Czy są samochody, których nigdy by pan nie kupił z myślą o dalszej odsprzedaży?
- Nie kupuję aut, które są już tak wyeksploatowane, że nie opłaca się ich "reanimować". Nie handluję też starszymi autami, bo rynek się zmienia i coraz częściej ludzie kupują jednak nowsze. Kiedyś najbardziej zadbane samochody - i wizualnie, i technicznie były w Niemczech. To się teraz zmieniło. Czasami są w tak "agonalnym" stanie, że nadają się jedynie na złom. A znalezienie nad Renem samochodu w stanie idealnym, takim że "Niemiec płakał jak sprzedawał ", graniczy z cudem. A ja nie chcę płakać po zakupie. Nie kupuję też samochodów, które nie mają udokumentowanego przebiegu. Bez tego nie uwierzę, że 10-letnie auto przejechało raptem 40 tysięcy kilometrów, bo ktoś tym jeździł tylko do kościoła w niedziele.

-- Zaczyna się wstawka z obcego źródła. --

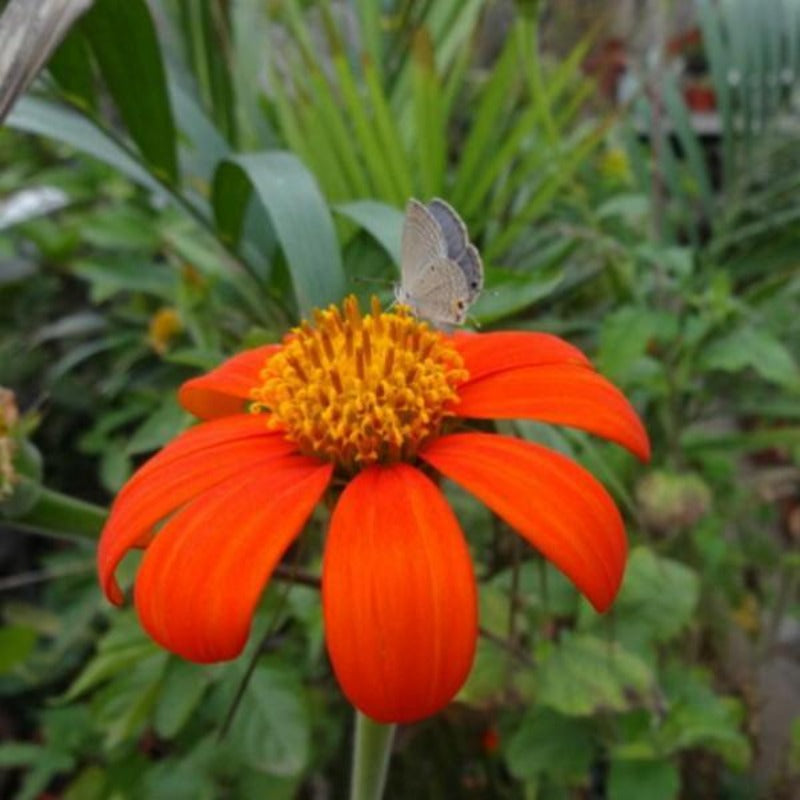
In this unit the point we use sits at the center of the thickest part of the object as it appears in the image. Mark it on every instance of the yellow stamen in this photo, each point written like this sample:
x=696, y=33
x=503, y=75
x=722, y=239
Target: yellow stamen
x=360, y=389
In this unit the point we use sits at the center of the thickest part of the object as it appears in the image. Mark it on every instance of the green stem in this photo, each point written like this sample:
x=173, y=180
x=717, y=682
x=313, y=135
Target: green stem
x=371, y=751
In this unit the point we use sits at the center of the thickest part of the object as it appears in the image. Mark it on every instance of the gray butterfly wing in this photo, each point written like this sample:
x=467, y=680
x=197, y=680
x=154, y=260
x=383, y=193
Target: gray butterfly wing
x=29, y=33
x=453, y=227
x=439, y=293
x=472, y=267
x=422, y=242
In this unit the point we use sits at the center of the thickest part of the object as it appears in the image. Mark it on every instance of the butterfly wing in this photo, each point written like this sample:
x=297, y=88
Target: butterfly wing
x=422, y=242
x=453, y=227
x=439, y=293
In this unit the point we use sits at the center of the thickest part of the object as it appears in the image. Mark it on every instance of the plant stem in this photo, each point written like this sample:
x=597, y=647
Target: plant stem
x=371, y=750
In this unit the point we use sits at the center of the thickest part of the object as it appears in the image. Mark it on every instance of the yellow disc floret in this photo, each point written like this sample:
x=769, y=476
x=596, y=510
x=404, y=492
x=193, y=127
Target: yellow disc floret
x=359, y=390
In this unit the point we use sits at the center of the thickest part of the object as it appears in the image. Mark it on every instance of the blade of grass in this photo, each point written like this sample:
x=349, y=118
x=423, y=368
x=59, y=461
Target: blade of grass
x=430, y=122
x=298, y=213
x=123, y=38
x=486, y=122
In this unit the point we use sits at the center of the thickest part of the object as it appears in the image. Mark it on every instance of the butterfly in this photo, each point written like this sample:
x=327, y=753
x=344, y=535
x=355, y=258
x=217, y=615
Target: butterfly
x=441, y=273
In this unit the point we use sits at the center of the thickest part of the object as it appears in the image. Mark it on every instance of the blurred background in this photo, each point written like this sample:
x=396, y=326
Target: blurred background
x=188, y=179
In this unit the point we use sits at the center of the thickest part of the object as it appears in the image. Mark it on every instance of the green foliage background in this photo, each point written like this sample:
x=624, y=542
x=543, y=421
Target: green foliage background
x=230, y=166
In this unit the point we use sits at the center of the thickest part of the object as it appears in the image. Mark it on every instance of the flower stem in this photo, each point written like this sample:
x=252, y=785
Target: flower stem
x=371, y=750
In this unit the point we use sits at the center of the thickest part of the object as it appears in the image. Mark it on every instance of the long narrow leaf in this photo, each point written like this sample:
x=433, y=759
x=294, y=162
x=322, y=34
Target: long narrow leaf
x=123, y=39
x=298, y=213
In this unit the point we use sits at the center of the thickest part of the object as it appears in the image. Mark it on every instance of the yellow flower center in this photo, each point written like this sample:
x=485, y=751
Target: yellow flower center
x=358, y=390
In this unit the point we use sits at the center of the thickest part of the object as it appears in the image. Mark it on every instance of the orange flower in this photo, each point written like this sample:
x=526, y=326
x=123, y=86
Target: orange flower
x=377, y=401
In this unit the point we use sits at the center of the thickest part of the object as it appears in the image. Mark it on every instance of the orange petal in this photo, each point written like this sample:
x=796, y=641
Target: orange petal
x=486, y=353
x=398, y=595
x=226, y=389
x=203, y=574
x=552, y=502
x=565, y=394
x=197, y=460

Da się wyżyć ze sprzedaży samochodów?
- Ciężko, bo koszty rosną, a każdy chce kupić jak najtaniej. Nowe przepisy także uderzają w tę branżę. Teraz każdy sprowadzony samochód trzeba zarejestrować. Inaczej nie można go sprzedać. A po sprzedaży trzeba go przerejestrować. Na rynku jest bardzo dużo osób, które obchodzą podatki i sprzedają klientom auta poprzez wręczanie im faktur zakupu auta np. z Niemiec i wysyłają kupujących do urzędu skarbowego. Mają wtedy mniejsze koszty i są nieuczciwą konkurencja dla osób zarejestrowanych i legalnie działających.
Jak pana zdaniem będzie wyglądać za dziesięć rynek samochodów używanych?
- Nie umiem na to pytanie odpowiedzieć co będzie za dziesięć lat, gdyż nie wiemy jakie będą uregulowania prawne, do tego coraz więcej osób sprzeciwia się pomysłom zabronienia produkcji aut spalinowych.